Un jour, pendant l’heure de dessin, Stanie et moi étions en train de tailler nos crayons ensemble au-dessus de la grande corbeille, à côté de Mme R., notre effrayante maîtresse.

Stanie, qui avait coincé une mine dans son taille-crayon, me fit un petit signe pour me demander de lui passer le mien quand j’en aurais fini. D’un faible hochement de tête, sans même la regarder, je lui signifiai mon accord.
Nous prenons soin de ne pas parler, car un mot, un murmure nous exposait à une énième admonestation injuste dans l’intensité et le motif.

Avant de réaliser ce qui nous arrivait, la colère de Mme R. déferlait sur nous : j’avais dû cligner de l’œil trop fort.

- Les deux pipelettes, vous arrêtez de parler dans mon dos, oui ? C’est insupportable votre « choui-choui-choui-choui ». Toujours à bavarder vous deux là…

- Mais Madame, on ne parlait pas ! rétorqua Stanie, scandalisée.

- Comment ça vous ne parliez pas, vous êtes insolentes en plus toutes les deux ? Je ne veux plus vous voir ensemble. Vous ne faîtes plus de projet ensemble, et vous ne vous croisez plus à la corbeille, c’est compris ?

- Oui, Madame.

Stanie passa tout l’après midi à lui jeter des regards noirs. Moi, j’étais abasourdie. En classe je n’étais pas bavarde par principe. ¤ A la récré en revanche, c’était autre chose. ¤ Stanie avait compris : les autres, ses chouchous, pouvaient enfreindre les lois auxquelles nous, les quatre, devions obéir sous peine d’être voués aux gémonies…

Stanie nous a fait part de ses conclusions : nous étions tous les quatre ses souffre-douleur.

Alors Anne a tout raconté à son père, qui en a parlé à ma mère, qui en a parlé au père de Stanie, et la mère de Bruno a été mise au courant aussi.

Mme R. a eu des entretiens avec nos parents.

Et puis un jour, elle a arrêté de nous tourmenter à tout bout de champ, sans raison apparente. Bien entendu, elle cherchait toujours la petite bête, soupirait à chaque fois que je répondais à une question, invectivait Stanie à la moindre occasion, ridiculisait Anne et interrogeant Bruno avec une répugnance évidente.

Elle faisait aussi souffrir Sandrine une autre camarade plus âgée.
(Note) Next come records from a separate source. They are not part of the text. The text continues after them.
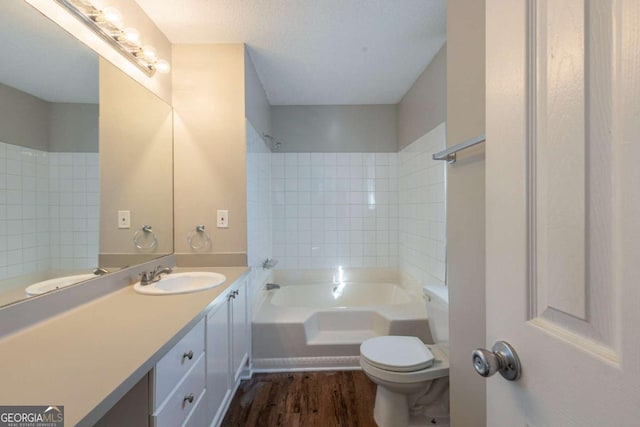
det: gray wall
[0,83,98,153]
[447,0,491,427]
[0,83,49,151]
[271,105,398,153]
[244,45,271,138]
[49,103,98,153]
[397,44,447,150]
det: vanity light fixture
[56,0,171,76]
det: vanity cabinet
[206,279,250,426]
[229,280,251,384]
[150,319,206,427]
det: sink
[133,271,227,295]
[24,273,98,297]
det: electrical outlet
[216,209,229,228]
[118,211,131,228]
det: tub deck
[251,285,432,372]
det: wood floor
[222,371,376,427]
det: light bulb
[89,0,107,10]
[122,28,140,46]
[102,7,122,28]
[142,45,158,62]
[153,59,171,74]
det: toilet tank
[422,285,449,344]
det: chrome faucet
[93,267,110,276]
[140,265,173,286]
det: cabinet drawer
[182,390,210,427]
[152,319,205,412]
[151,354,205,427]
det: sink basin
[133,271,227,295]
[24,273,98,297]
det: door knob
[471,341,522,381]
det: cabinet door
[205,298,231,421]
[231,280,249,384]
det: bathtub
[251,282,432,372]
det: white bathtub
[252,282,431,372]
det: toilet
[360,285,449,427]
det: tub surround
[0,267,248,425]
[251,269,433,372]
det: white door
[486,0,640,427]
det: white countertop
[0,267,248,426]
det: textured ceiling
[0,0,98,104]
[136,0,446,105]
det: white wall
[447,0,492,427]
[271,105,398,153]
[398,123,447,284]
[397,44,447,150]
[244,49,271,138]
[247,120,273,271]
[271,153,398,269]
[25,0,172,103]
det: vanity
[0,267,250,427]
[0,4,251,427]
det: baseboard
[253,356,360,372]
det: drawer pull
[182,393,193,406]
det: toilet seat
[360,336,434,372]
[360,337,449,384]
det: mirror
[0,1,173,306]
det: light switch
[118,211,131,228]
[216,210,229,228]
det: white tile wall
[271,153,398,269]
[0,142,99,279]
[398,123,446,283]
[49,153,100,269]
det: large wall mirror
[0,1,173,306]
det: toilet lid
[360,336,434,372]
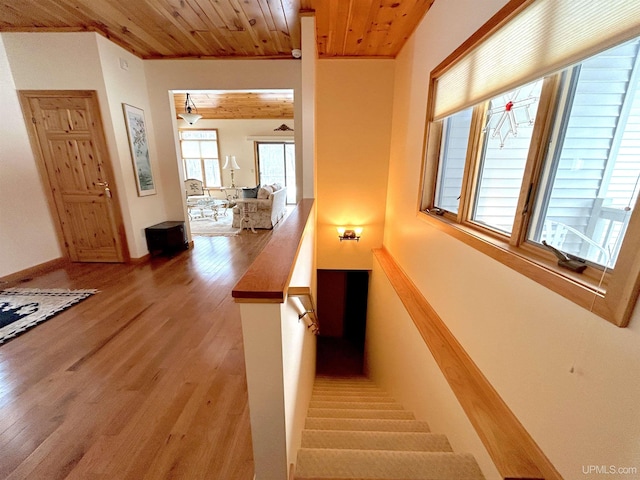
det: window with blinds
[421,0,640,325]
[179,129,222,188]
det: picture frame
[122,103,156,197]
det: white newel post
[240,303,287,480]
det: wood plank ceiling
[0,0,435,59]
[0,0,435,119]
[173,90,293,120]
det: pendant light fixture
[178,93,202,125]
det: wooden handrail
[231,198,313,303]
[287,287,320,335]
[374,248,562,480]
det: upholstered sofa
[232,185,287,229]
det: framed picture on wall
[122,103,156,197]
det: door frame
[18,90,131,263]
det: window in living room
[179,129,222,188]
[421,0,640,326]
[256,142,296,204]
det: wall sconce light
[178,93,202,125]
[338,227,362,242]
[222,155,240,188]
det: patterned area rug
[189,209,240,237]
[0,288,97,344]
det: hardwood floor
[0,231,271,480]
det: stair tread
[309,400,404,410]
[305,417,429,432]
[307,408,415,420]
[302,430,452,452]
[311,395,394,403]
[296,448,484,480]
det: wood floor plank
[0,231,271,480]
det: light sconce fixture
[338,227,362,242]
[178,93,202,125]
[222,155,240,188]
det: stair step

Mme R. la regardait comme si elle était sale et ne l’encourageait jamais à se dépasser en classe, lui assénant qu’elle était bête et qu’elle n’arriverait jamais à rien. Sandrine a pleuré presque chaque jour de ce CM2. Le pire, c’est le jour où Mme R. a laissé entendre à toute la classe que Sandrine avait eu ses règles. Elle était plus âgée que nous, certes, mais c’était si tôt ! Nous étions surpris et épatés, mais Mme R. avait annoncé la nouvelle avec tant de dégoût. De ce jour, Sandrine s’est refermée un peu plus dans son silence. Elle avait honte. Elle ne parlait plus que très rarement. Tout le monde savait et elle a fini par se trouver dégoûtante. Sa propre mère, très vieux jeu, très prude ne lui a jamais rien expliqué des changements qui se produisaient en elle. Madame R. a donc pris sur elle d’enseigner à Sandrine, à part, deux ou trois choses de la vie comme elle disait. Mais c’était trop tard. Le mal était fait.

Pour finir, quelques années plus tard, Stanie m’a dit qu’elle avait revu plusieurs fois Mme R., retraitée depuis peu. Elle avait été très méchante, très sèche, comme à l’accoutumée sous des aspects sirupeux trompeurs. Stanie a compris que cette vieille dame amère avait le cœur sec et que c’était perdu pour elle. Elle ne nous portait pas dans son cœur parce que nous étions différents. J’étais trop jeune, Bruno et Sandrine trop précoces, Stanie trop futée, et Anne trop… étranger.
Mme R. était une femme aigrie, avec un vieux bout de bois sec à la place du cœur, une dame parfois cruelle qui en voulait peut-être à la terre entière, mais nous n’avons jamais vraiment su pourquoi.

Mais mon CM2 est bien loin maintenant.